The Sunday Memory Drawer - My Childhood Church

It's the Lenten season and that's a mandate for self reflection. So, I'll join in here on the next few Sundays. Self reflecting.

All about my childhood church which is pictured above in its current condition.

St. Peter's Evangelical Lutheran Church on East 219th Street in the Bronx. Still there, although now there is the recent addition of a fellowship hall to the building's right. Remarkably, the main portion of the church looks the same as it did when I first walked through its doors when I was around four or five.

Actually, I was in there a little sooner than that. I was baptized there at the age of four months. Despite my usually astute photographic memory, I recall little about that day. I am guessing my parents were in attendance, although I would not be shocked if my mother stayed home with one of her sinus headaches. And I'm pretty sure the sprinkling of the water would have freaked me out.
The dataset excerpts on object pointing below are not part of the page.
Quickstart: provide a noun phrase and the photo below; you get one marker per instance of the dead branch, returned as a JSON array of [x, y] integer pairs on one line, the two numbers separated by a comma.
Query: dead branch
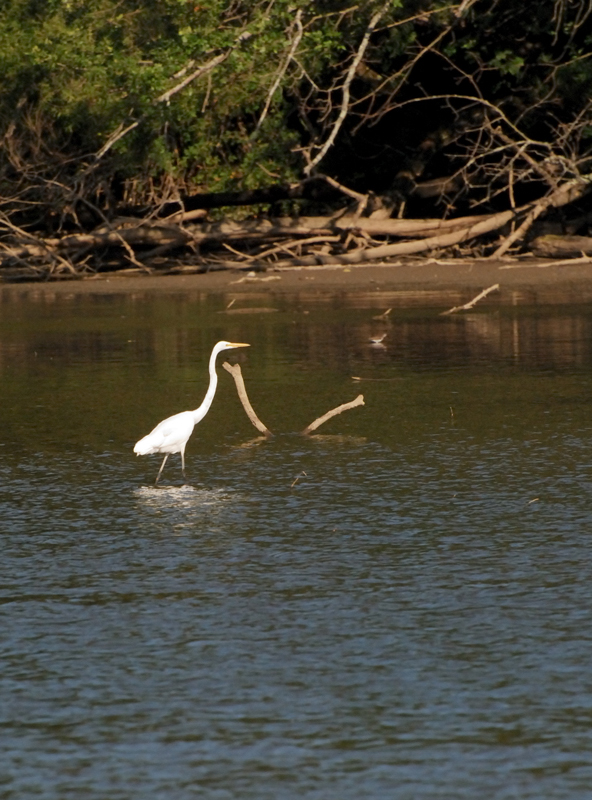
[[282, 70], [236, 373], [122, 130], [472, 302], [405, 248], [345, 89], [359, 401], [566, 193]]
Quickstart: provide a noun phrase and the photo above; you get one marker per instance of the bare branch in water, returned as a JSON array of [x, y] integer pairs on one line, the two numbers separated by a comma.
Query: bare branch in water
[[236, 373], [359, 401]]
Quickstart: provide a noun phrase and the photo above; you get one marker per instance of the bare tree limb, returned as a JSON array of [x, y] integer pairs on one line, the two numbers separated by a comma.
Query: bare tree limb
[[472, 302], [236, 373], [282, 70], [359, 401], [344, 110], [165, 97]]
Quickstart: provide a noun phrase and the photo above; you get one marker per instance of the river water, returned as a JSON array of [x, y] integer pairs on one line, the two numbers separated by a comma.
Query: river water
[[399, 607]]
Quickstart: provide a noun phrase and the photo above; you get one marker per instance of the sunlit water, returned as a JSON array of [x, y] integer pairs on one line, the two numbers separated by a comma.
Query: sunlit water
[[398, 607]]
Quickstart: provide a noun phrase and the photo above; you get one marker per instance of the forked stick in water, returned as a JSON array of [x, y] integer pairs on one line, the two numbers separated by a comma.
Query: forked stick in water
[[236, 373]]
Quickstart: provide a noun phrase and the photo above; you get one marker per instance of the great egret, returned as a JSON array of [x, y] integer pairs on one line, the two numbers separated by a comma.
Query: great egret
[[171, 435]]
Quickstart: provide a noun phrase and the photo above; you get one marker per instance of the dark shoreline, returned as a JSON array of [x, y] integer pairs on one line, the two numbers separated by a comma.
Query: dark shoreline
[[413, 282]]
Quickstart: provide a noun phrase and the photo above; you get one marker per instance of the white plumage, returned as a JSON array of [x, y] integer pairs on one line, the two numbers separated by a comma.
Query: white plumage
[[171, 435]]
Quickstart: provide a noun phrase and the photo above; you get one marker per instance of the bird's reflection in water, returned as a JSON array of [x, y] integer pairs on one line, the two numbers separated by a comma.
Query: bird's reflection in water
[[185, 496]]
But, I figure this was one of those mega-family events that dragged out from the woodwork every distant relative or friend. After all, there was the post-christening promise of good food and even better booze.
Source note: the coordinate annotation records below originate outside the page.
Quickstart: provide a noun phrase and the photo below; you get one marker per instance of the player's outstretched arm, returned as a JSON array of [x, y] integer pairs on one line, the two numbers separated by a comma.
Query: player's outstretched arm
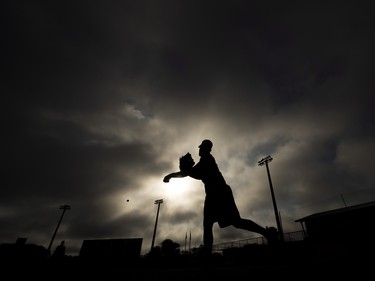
[[179, 174]]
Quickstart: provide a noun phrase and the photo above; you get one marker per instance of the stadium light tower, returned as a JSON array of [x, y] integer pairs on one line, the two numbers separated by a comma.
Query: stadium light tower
[[158, 202], [262, 162], [64, 208]]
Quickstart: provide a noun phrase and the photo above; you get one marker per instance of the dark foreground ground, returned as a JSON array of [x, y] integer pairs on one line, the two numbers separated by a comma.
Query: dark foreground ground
[[294, 262]]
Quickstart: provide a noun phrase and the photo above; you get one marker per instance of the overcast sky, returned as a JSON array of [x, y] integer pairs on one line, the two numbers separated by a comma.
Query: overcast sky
[[101, 98]]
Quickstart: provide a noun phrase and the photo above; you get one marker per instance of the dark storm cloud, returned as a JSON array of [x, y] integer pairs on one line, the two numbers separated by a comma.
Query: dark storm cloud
[[101, 98]]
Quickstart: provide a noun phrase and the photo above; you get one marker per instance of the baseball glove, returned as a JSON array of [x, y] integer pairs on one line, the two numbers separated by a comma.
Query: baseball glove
[[186, 162]]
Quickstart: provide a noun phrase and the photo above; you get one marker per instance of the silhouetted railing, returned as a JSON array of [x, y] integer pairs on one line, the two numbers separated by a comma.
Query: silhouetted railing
[[288, 237]]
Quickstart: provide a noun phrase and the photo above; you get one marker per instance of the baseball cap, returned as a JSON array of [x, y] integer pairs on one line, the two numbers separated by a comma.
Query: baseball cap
[[206, 143]]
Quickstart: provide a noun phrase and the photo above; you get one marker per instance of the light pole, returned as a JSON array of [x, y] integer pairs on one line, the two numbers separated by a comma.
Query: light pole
[[64, 208], [262, 162], [158, 202]]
It was fitting that my family was there in this church on that day because pretty much everybody in our tribe attended St. Peter's. In European countries around the turn of the 20th century, the village church was the fulcrum of all activity. Everybody was the cousin of somebody else. Or married to the cousin of somebody else. And all social activities centered around whichever steeple dominated the center of town.
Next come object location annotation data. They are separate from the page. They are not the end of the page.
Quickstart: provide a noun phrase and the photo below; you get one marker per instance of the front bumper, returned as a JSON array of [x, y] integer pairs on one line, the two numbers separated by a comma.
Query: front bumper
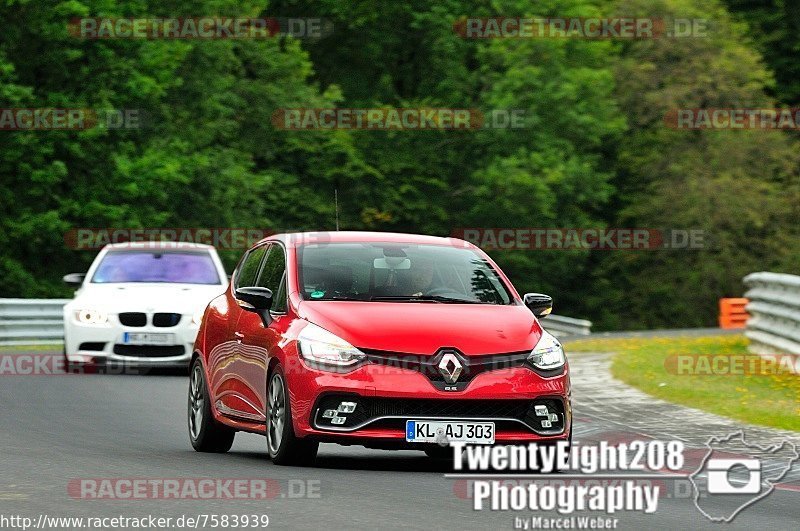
[[387, 398], [104, 344]]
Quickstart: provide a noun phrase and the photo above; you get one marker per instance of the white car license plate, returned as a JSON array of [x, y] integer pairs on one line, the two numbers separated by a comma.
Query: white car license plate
[[148, 338], [436, 431]]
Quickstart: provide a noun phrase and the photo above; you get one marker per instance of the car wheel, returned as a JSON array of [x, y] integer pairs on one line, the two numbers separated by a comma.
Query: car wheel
[[285, 448], [205, 433]]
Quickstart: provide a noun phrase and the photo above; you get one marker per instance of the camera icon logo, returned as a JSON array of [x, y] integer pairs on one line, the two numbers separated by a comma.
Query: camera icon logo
[[735, 474], [721, 478]]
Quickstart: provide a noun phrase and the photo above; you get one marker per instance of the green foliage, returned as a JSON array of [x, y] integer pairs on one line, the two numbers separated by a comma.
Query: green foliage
[[594, 150]]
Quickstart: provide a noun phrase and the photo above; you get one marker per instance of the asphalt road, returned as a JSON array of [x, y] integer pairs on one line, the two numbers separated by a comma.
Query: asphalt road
[[56, 430]]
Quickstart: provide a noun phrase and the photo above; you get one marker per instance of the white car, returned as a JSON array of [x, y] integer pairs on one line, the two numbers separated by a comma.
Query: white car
[[140, 304]]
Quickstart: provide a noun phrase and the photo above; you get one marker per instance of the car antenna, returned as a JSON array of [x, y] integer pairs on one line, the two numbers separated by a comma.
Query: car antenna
[[336, 206]]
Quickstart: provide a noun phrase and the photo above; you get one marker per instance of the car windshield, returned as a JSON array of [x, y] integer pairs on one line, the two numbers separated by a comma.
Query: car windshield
[[398, 272], [157, 266]]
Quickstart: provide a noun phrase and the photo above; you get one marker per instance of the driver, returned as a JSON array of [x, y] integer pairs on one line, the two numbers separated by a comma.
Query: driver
[[421, 277]]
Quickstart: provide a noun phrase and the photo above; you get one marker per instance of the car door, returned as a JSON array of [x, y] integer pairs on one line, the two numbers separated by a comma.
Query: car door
[[260, 343], [225, 359]]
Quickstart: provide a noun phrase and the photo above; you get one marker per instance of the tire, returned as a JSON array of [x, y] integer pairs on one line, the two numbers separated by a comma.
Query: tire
[[284, 447], [205, 433]]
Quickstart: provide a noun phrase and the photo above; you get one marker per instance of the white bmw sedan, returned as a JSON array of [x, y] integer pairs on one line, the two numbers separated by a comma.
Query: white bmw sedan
[[140, 304]]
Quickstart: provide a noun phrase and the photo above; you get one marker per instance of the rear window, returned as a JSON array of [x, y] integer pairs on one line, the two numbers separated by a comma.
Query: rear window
[[157, 266]]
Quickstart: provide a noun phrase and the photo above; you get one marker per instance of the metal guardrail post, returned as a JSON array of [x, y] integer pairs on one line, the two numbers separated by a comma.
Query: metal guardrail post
[[31, 321], [40, 321], [561, 326], [774, 325]]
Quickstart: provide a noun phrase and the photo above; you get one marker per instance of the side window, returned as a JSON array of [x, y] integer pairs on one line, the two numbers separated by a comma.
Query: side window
[[272, 277], [249, 269]]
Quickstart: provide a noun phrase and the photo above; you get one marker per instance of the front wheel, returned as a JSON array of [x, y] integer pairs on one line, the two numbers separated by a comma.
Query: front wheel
[[205, 433], [285, 448]]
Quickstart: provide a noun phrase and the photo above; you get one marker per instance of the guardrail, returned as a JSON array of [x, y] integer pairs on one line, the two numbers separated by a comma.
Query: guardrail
[[31, 321], [774, 325], [40, 321], [561, 326]]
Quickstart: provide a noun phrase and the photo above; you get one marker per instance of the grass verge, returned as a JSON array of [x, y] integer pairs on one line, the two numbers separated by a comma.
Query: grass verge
[[765, 397]]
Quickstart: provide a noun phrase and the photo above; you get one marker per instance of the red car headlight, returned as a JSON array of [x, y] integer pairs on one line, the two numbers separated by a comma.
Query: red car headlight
[[325, 349], [548, 354]]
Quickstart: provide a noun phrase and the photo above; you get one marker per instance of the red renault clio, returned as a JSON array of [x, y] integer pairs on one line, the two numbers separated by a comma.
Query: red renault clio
[[383, 340]]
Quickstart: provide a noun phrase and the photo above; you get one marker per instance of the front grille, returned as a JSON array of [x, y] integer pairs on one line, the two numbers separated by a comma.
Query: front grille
[[91, 346], [166, 320], [133, 319], [149, 351], [429, 365], [370, 409], [387, 407]]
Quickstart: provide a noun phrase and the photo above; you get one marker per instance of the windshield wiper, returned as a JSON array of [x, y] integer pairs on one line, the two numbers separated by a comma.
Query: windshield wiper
[[422, 298]]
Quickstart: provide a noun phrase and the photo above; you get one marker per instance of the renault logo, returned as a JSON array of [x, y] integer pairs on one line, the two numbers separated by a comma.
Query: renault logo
[[450, 367]]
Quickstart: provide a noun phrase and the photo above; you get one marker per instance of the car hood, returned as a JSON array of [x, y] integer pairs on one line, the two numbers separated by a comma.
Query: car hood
[[185, 299], [424, 328]]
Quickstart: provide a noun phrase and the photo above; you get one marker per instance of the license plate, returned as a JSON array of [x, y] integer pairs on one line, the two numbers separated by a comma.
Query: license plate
[[435, 431], [147, 338]]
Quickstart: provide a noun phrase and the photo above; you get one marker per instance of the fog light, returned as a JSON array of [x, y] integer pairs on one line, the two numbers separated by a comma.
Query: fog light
[[347, 407]]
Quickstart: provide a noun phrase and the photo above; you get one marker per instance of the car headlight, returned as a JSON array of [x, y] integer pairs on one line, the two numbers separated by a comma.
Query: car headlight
[[548, 354], [88, 316], [321, 347]]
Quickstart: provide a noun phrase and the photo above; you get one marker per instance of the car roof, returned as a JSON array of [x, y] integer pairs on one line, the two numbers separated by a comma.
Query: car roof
[[162, 246], [297, 239]]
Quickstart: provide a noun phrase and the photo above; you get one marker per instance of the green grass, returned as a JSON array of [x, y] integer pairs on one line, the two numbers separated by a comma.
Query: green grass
[[765, 399]]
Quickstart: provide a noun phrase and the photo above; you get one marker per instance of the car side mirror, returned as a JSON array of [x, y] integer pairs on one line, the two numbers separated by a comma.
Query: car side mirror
[[540, 304], [257, 300], [74, 279]]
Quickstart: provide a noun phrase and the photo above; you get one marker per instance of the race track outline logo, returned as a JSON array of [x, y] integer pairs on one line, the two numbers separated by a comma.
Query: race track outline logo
[[720, 481]]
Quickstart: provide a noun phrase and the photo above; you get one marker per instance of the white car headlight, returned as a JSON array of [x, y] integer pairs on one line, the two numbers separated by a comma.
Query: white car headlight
[[89, 316], [548, 354], [319, 346]]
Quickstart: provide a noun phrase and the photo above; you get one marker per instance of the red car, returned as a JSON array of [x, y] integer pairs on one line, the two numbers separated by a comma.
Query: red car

Those traditions followed these folks when they migrated to the United States. My grandparents and their compatriots all came from Germany and landed within a ten block radius. The center of the circle? St. Peter's. And, from everything my grandmother told me, pretty much everything they did for fun back when had some direct or remote connection to the church. Dances, parties, weddings, funerals. My family alone probably managed to keep the place open 24/7.

Now, of course, Grandma's recollections to me about the church needed to be taken with several grains of salt. Or a whole container of Morton's Salt. Maybe even Lot's wife herself. Because, as I remember her stories, I have been able to now poke some holes into the plotline.

Grandma told me that our family helped to construct the church. I bought that hook, line, and sinker. Except my recent Internet research tells me the church was built in 1894, a good 10 to 15 years before my grandparents got off whatever boat they came over on. There were some other urban legends as well. When I heard that Jesus himself had gone to the hardware store with my grandfather to pick up some nails, I knew that Grandma's memory had become a little fuzzy.

But, the story she told about the gala party held to celebrate the burning of the church mortgage is valid. It is mentioned prominently still on the church's current website. This happened around 1944, smack in the middle of World War II. Grandma was also right about how devastating that war was for our church. Of the total congregation, there were almost seventy people who served overseas in the conflict. Indeed, there were five who did not come back. Grandma's son, my uncle and the person I was named after, was one of them.

I've recently gone through some of my parents' wedding photos and all of them show off St. Peter's Church in glorious black and white. Probably fitting that they were not in color since my mother had experienced a nasty sunburn that day. To get a healthy tan for the wedding, she had gone to an apartment rooftop, "Tar Beach," the day before. And promptly fell asleep. Still, the wedding photos of them exiting St. Peter's are still fun to look at.

Because, in retrospect, I don't remember seeing them at church very much when I was around.

While the church was a great part of my family's socializing early on, it became inexplicably less so once the next generation was born. Oh, the kids had to go to church. There was no hearing our argument otherwise. But, my parents, my aunts, and uncles seemed to get a hall pass on the in-person worship. From time to time, I would ask my mother why she didn't go to church.

"It's a long story."

I'd ask my father.

"It's a long story."

What had happened? I didn't understand. Grandma and Grandpa were still going. There was a conveniently scheduled German-spoken service every Sunday after the English worship. I asked Grandma why my parents didn't go to church.

"Go ask them."

Er, I did. It's apparently a long story.

And a mystery that was never ever solved for me.

But, dutifully, my dad would drive me there every week while I went to Sunday school, which began for me as soon as I entered kindergarten.

And sit in the car outside reading the Sunday funnies.

To be continued...

Dinner last night: Bacon turkey burger at Magnolia.





1 comment:

Anonymous said...

We are both named after dead uncles.